No entanto, um novo estudo conduzido por pesquisadores internacionais aponta que ainda existe uma maneira de os humanos identificarem imagens produzidas por inteligência artificial. Segundo os cientistas, o principal indício está na perfeição excessiva apresentada pelos rostos gerados pelas máquinas.
O estudo foi liderado pela Universidade Nacional da Austrália, em parceria com outras instituições do país. Os resultados foram publicados na segunda-feira (29) na revista científica Proceedings of the National Academy of Sciences (PNAS).

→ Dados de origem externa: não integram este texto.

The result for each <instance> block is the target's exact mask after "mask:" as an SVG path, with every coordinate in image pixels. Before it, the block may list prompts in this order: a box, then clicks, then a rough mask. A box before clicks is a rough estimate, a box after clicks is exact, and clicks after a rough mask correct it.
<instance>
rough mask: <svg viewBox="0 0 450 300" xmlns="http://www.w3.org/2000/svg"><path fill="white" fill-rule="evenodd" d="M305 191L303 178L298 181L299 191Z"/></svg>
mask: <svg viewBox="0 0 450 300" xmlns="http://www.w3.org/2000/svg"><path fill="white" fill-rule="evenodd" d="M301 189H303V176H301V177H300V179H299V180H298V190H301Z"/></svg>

De acordo com os pesquisadores, para gerar o rosto de uma pessoa, a inteligência artificial utiliza conjuntos de dados formados por milhões de imagens. Em vez de copiar um rosto específico, o sistema cria uma nova face com base nos padrões matemáticos encontrados nesse grande conjunto de informações, produzindo um rosto considerado típico de um ser humano.
Durante a pesquisa, 45 participantes receberam orientações para identificar características comuns em rostos gerados por inteligência artificial. Em vez de procurar deformações ou erros visíveis, eles foram instruídos a observar sinais específicos, como:
- Rostos mais simétricos, proporcionais e considerados mais atraentes;
- Faces menos expressivas, com traços mais comuns e menos memoráveis.
Segundo os pesquisadores, quando os participantes passaram a utilizar esses critérios, quase dobraram a capacidade de identificar corretamente as imagens produzidas por inteligência artificial.
De acordo com uma das autoras do estudo, Tanya George, mesmo sessões curtas de treinamento foram suficientes para aumentar a precisão dos participantes na identificação dos rostos artificiais.
Os pesquisadores afirmam que características como pequenas assimetrias, traços incomuns e expressões faciais únicas ainda não conseguem ser reproduzidas plenamente pela inteligência artificial.
Segundo o estudo, essas imperfeições funcionam como uma espécie de proteção natural contra as cópias produzidas pelas máquinas.
Ao comentar os resultados, Tanya George destacou que pesquisas desse tipo podem contribuir para que as pessoas consigam navegar com mais segurança em ambientes digitais cada vez mais complexos.